Whenever an employee reports unfair treatment, illegal activities, or sexual harassment in the workplace to a supervisor, the Equal Employment Opportunity Commission, or the human resources department, they are legally protected against retaliation from their employer or fellow employees. Unfortunately, some companies choose to ignore the laws regarding this matter though, so it is important to know what qualifies as workplace retaliation, when to seek legal help, and how to prove the retaliation in a court hearing.
What is Workplace Retaliation?
Most companies in the United States operate under the law that says that all people who work for them are at-will employees. That means that they can either quit or be terminated at any time. However, there are other laws in regards to the civil and constitutional rights that Americans have that further clarify employee rights by stating that employers must not purposefully terminate or act in a retaliatory manner against an employee simply because they tried to seek help to protect themselves or others against the illegal or unethical actions of other employees. Some common examples of retaliation in the workplace include being fired, demoted, harassed, or receiving a decrease in pay. Occasionally, companies attempt to be more discrete in their actions though by refusing to give an employee important communications that they need to do their job properly, not telling them about meetings or upcoming projects, or giving them poor performance reviews that result in them receiving undeserved consequences.
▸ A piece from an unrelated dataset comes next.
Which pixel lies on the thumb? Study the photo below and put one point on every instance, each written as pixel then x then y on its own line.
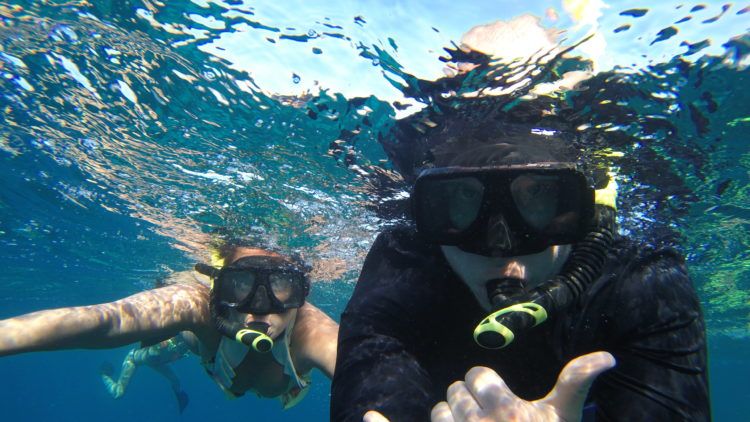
pixel 374 416
pixel 574 381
When Should a Person Seek Legal Help for Workplace Retaliation?
It is crucial that a person who has been subjected to workplace retaliation seek legal help as soon as possible for the matter because it can worsen over time, which could lead to financial loss and severe emotional and physical stress. There are also time limits set in some places that require the retaliation to be reported within three months or so after the event has taken place. Attorneys who specialize in employment law can offer advice regarding what legal actions that a retaliation victim can take and how they can protect themselves from further abuse from the employees who are taking part in the retaliation. It is important to mention that there are some cases of retaliation that require immediate legal action though, such as threats of violence against an employee or their friends or family members. If this should occur, it may be necessary to report the incident to the police as well. An attorney can help with this process too.
How Can Retaliation Be Proven in Court?
Documentation is absolutely crucial to proving retaliation in court because it can help give a judge or jury the timeline of the behavior. And this helps to show that the actions that were taken were indeed retaliatory and not based on an employee’s failure to perform their job duties. It is also important because it is not illegal for a company to terminate, demote, or decrease the pay of an employee who is failing to perform their job duties. So some companies use this to their advantage by saying that the employee brought the actions onto themselves. The difference often lies in when the actions began. For example, if a person is fired or demoted as soon as they report a supervisor for sexual harassment, the company’s actions were most likely retaliatory. Proper documentation of the actions can help prove this in court if the dates, times, and witnesses to the events are all listed. It is also necessary to get copies of any statements, negative performance reviews, or electronic correspondence that was given by the offending parties or company representatives. It is important to mention that all forms of documentation must be kept in a safe area away from the company’s location though. That is because companies who take part in retaliation may destroy any evidence that they find of it so that they can ensure their success in court.